A bump function is a smooth (i.e. infinitely differentiable) function that is positive on some open interval (a, b) and zero outside that interval. I mentioned bump functions a few weeks ago and discussed how they could be used to prevent clicks in radio transmissions.

Today I ran into a twitter thread that gave a more general construction of bump functions that I’d seen before. The thread concludes with this:

You can create bump functions by this recipe:

    1. Take any f(x) growing faster than polynomial (e.g. exp)
    2. Define g(x) = 1 / f(1/x)
    3. Let h(x) = g(1+x) g(1−x).
    4. Zero out x∉(−1,1)
    5. Scale, shift, etc

In this post I’ll give a quick asymptotic proof that the construction above works.

Let a positive integer n be given and define g(x) to be zero for negative x. We’ll show that if f grows faster than xn. then g is n times differentiable at 0.

As x → ∞, f(x) is eventually bounded below by a function growing faster than xn. And so as x → 0, f(1/x) grows faster than xn and 1/f(1/x) goes to zero faster than xn, and so its nth derivative is zero.

It follows that g(1 + x) is n times differentiable at −1 and g(1 − x) is n times differentiable at 1. So h is n times differentiable at −1 and 1. The function h is positive on the open interval (−1, 1)  and zero outside. Our choice of n was arbitrary, so h is infinitely differentiable, and so h is a bump function. We could shift and scale h to make it a bump function on any other finite interval.

Discussion

When I was a student, I would have called this kind of proof hand waving. I’d want to see every inequality made explicit: there exists some M > 0 such that for x > M …. Now I find arguments like the one above easier to follow and more convincing. I imagine if a lecturer gives a proof with all the inequalities spelled out, he or she is probably thinking about something like the proof above and expanding the asymptotic argument on the fly.

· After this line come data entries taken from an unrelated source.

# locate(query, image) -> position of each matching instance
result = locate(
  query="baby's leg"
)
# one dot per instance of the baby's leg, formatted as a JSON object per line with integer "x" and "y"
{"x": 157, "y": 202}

Note that a slightly more general theorem falls out of the proof. Our goal was to show if f grows faster than every polynomial, then g and h are infinitely differentiable. But along the way we proved, for example, that if f eventually grows like x7 then g and h are six-times differentiable.

In fact, let’s look at the case f(x) = x7.

    f[x_] := x^7
    g[x_] := If[x > 0, 1/ f[1/x], 0]
    h[x_] := g[x + 1] g[1 - x]
    Plot[h[x], {x, -1.5, 1.5}]

This produces the following plot.

Just looking at the plot, h looks smooth; it’s plausible that it has six derivatives. It appears h is zero outside [−1, 1] and h is positive over at least part of [−1, 1]. If you look at the Mathematica code you can convince yourself that h really is positive on the entire interval open interval (−1, 1), though it is very small as it approaches either end.